Below is information with recommendations for the summer 2010.  Links to applicable turf research are included. 

Proper Use of Fans

Fans have become a staple on golf courses that have bentgrass putting greens.  A decade ago, many courses with bentgrass putting greens had a handful of fans on the course, but today it is not uncommon to find fans on all eighteen greens.  Why?  Fans have proven in research trials and in the field to be a valuable bentgrass life support tool. 

Fan use is a question that tends to come up over time.  Some common questions we receive are:

What time of year should we begin using the fans?

Research by Dr. Fred Yelverton, North Carolina State University, shows that bentgrass root systems can begin to decline when soil temperatures increase above 75 degrees for a few hours each day.  This appears to be a prudent time to begin fan use.  Our experience has been that fans will be run on a limited basis beginning in mid- to late-May, on average, with daily use beginning sometime in June. 

How long should the fans run – during the day or for 24 hours?

Data from Auburn University suggests that running fans for 24 hours is more helpful to the bentgrass than running them during the daytime only.  Of course, the turf manager must weigh the added benefit versus the extra expense to run the fans for 24 hours.  Practically speaking, we have found that many superintendents run their fans during the day in the early part of the summer, and switch to 24 hour use when conditions become extreme. 

Summer 2010 Recommendation:

Fans should be running 24 hours a day right now.  If portable fans are available, use them and rotate them throughout the property as needs dictate. 

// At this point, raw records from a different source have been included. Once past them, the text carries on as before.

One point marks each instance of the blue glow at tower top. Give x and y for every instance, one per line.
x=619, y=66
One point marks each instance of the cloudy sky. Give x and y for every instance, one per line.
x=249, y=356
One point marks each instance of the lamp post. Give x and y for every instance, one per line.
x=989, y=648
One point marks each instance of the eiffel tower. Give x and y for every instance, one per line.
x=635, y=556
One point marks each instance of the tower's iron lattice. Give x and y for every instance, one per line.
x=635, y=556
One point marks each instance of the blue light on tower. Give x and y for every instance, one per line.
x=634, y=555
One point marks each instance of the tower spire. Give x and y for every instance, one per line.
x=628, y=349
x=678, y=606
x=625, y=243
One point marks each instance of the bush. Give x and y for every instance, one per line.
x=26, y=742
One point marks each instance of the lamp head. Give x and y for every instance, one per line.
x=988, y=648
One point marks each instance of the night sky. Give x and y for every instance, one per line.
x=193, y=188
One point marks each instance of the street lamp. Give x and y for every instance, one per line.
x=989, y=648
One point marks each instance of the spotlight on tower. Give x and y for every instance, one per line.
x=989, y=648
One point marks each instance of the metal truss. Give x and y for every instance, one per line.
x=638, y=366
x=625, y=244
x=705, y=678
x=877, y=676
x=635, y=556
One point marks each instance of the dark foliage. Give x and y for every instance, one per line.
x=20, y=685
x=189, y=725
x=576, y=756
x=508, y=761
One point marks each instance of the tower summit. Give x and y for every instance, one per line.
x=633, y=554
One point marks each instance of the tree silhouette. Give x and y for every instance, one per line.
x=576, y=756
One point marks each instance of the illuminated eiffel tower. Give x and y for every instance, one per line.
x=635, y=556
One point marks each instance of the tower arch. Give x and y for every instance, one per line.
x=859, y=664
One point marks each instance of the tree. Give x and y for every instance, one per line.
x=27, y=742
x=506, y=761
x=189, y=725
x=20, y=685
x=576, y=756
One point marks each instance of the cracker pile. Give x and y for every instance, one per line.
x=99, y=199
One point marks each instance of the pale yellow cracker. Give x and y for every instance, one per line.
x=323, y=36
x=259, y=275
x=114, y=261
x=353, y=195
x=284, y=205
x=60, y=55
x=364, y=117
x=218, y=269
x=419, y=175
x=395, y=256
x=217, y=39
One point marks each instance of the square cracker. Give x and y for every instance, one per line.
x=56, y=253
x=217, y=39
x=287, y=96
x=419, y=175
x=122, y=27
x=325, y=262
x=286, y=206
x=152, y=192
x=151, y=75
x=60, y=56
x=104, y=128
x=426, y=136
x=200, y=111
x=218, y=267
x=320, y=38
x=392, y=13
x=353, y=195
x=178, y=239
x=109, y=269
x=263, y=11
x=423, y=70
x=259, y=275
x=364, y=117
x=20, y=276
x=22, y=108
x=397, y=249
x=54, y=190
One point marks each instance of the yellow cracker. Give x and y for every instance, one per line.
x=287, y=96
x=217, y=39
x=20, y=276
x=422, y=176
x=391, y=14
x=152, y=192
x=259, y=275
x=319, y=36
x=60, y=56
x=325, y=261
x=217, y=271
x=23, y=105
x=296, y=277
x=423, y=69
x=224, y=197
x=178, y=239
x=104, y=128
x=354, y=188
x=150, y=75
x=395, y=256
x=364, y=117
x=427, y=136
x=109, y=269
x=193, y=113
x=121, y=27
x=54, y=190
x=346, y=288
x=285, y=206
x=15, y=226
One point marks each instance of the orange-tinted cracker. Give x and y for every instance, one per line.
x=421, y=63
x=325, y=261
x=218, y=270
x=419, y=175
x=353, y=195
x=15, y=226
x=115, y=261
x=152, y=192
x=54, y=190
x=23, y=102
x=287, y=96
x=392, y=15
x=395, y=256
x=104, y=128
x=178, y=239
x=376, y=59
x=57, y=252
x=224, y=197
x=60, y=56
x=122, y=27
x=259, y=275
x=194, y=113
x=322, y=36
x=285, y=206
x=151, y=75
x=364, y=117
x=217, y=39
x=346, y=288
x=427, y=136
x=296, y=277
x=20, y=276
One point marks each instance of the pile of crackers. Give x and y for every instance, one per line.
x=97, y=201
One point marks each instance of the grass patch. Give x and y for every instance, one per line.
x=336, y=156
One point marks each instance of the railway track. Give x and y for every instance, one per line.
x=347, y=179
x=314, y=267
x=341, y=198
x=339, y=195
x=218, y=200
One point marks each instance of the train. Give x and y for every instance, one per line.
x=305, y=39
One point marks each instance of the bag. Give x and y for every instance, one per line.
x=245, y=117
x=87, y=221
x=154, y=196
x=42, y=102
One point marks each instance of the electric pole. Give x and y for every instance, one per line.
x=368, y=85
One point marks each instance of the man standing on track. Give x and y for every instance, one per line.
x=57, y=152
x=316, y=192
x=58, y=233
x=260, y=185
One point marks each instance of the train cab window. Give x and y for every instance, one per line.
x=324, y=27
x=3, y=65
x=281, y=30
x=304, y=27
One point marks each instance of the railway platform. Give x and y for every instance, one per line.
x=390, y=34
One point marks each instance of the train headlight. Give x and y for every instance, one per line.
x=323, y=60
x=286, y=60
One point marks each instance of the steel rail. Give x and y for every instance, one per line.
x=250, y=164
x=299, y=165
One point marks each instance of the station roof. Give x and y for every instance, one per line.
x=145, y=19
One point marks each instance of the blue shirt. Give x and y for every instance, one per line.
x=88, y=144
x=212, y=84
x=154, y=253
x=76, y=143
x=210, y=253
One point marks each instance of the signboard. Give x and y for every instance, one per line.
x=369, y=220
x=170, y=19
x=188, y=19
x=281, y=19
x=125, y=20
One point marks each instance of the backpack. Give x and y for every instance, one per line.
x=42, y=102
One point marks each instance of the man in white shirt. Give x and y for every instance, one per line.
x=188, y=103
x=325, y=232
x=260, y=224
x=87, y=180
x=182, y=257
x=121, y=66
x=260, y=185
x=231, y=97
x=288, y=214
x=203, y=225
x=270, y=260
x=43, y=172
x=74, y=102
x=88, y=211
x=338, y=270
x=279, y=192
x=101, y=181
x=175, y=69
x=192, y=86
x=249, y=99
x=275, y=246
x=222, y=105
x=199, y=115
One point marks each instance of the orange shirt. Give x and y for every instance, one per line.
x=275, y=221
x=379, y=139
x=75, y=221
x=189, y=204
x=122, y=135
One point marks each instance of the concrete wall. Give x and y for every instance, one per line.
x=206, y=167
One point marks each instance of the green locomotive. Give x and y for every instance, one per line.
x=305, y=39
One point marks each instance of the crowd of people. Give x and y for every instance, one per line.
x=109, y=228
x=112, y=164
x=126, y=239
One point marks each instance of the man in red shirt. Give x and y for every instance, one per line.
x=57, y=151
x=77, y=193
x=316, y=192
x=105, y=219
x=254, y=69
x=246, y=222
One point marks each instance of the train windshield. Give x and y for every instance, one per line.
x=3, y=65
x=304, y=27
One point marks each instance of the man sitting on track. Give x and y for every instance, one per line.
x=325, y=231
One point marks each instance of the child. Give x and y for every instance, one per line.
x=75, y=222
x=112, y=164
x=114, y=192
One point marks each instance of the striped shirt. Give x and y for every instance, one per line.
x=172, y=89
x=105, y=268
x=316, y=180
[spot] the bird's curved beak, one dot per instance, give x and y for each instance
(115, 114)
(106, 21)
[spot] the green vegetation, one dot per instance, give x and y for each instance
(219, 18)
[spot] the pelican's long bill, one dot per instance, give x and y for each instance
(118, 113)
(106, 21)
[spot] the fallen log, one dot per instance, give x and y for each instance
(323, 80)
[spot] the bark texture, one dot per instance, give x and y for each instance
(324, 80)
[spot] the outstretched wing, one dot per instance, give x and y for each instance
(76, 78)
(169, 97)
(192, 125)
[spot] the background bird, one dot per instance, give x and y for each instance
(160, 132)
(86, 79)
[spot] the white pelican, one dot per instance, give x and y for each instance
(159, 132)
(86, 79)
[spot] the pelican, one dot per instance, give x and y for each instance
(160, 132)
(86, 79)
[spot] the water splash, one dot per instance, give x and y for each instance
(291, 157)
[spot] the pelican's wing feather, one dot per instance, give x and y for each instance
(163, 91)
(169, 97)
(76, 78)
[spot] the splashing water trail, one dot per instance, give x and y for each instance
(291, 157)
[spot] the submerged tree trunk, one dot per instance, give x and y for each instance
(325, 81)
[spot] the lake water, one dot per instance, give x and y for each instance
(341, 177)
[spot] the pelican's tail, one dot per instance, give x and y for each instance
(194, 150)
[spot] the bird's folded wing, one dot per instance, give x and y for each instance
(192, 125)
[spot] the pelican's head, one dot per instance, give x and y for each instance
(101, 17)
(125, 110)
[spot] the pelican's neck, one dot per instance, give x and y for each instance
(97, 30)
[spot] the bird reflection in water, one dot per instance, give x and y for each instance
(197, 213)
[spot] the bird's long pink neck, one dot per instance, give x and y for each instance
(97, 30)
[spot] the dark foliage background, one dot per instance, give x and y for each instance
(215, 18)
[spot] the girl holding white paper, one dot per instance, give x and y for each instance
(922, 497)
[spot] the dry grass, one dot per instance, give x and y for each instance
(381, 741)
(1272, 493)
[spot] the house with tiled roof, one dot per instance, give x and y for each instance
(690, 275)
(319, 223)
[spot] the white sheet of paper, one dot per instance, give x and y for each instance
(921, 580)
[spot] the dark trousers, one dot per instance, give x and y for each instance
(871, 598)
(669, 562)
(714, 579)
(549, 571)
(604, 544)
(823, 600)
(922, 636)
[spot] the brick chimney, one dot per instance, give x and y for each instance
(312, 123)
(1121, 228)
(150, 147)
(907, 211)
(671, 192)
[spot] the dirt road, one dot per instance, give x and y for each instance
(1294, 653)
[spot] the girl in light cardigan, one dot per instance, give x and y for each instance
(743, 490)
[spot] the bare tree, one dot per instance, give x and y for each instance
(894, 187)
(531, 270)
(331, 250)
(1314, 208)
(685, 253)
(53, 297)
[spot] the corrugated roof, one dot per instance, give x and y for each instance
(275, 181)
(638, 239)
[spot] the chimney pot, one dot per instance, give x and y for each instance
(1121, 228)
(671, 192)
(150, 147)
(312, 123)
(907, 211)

For more information, visit these links.

Venting the Putting Greens

Venting is a term that applies to the practice of creating small, non-disruptive holes in a putting green for the purpose of improving gas exchange, increasing water infiltration, and stimulating new root initiation.  The term venting is used instead of aeration because of the negative connotations golfers associate with the term aeration.  Venting is a golfer-friendly practice. 

Dr. Bob Carrow, of the University of Georgia, found that the ideal venting frequency in his research plots was every 21 days throughout the summer months.  For more information, visit these links.

Summer 2010 Recommendation:

Keep the putting greens vented every two to three weeks until fall core aeration. 

Raise the Mowing Height

In an age of rising expectations for putting green performance, the recommendation to raise the mowing height on bentgrass putting greens to promote better summer survival is not a popular one for golfers.  Of course, failed putting greens in late August are not popular to golfers, either.  However, science is on your side on this one. 

The benefit of raising the mowing height in the summer can be explained by looking at the relationship between energy production (photosynthesis) and energy consumption (respiration) in the summer.  As temperatures increase, the rate of photosynthesis in cool-season grasses (bentgrass) decreases, but the rate of respiration increases.  Explained another way, energy production is slowing while energy consumption is increasing.  This is not sustainable over the long term because, eventually, the plant is going to run out of fuel.  Raising the mowing height increases the amount of leaf surface area, which increases the amount of potential photosynthesis.  In essence, the higher mowing height is creating a bigger tank of fuel for the plant, and, hopefully, the fuel will not run out until cooler temperatures return in the fall.  This concept is explained in much more detail in the article found at:

Summer 2010 Recommendation:

Raise the mowing height and install solid rollers if this has not been done already. 

Rolling Instead of Mowing

Mowing is a stressful practice to bentgrass putting greens in the summer months.  Researchers at the University of Arkansas found that, by mowing three days per week and rolling three times per week, green speeds would remain consistent throughout the week.   In the field, we have observed this practice used in the summer months, and superintendents report favorable results with respect to turf quality.   Therefore, if stress is high, reducing mowing frequency and substituting rolling is an option to consider for decreasing stress.,Mowing%20Frequency,%20and%20Rolling%20Frequency%20Affect%20Putting%20Green%20Speed.pdf

Summer 2010 Recommendation:

To help reduce turf stress, replace rolling with mowing on weak bentgrass greens.  Research suggests this can be done up to three times per week. 

Water Management

There is a good chance the root system has died back substantially.  A superintendent recently told me that he recorded a soil temperature of 100 degrees at a 2.5 inch depth.  When roots are shallow or almost nonexistent, so is the reservoir for water and nutrients.  When these conditions occur, it is difficult for the grass to make it through the day without supplemental water.  To compound matters, I have observed that soil moisture is lost faster in areas where the turf has thinned or wilted. 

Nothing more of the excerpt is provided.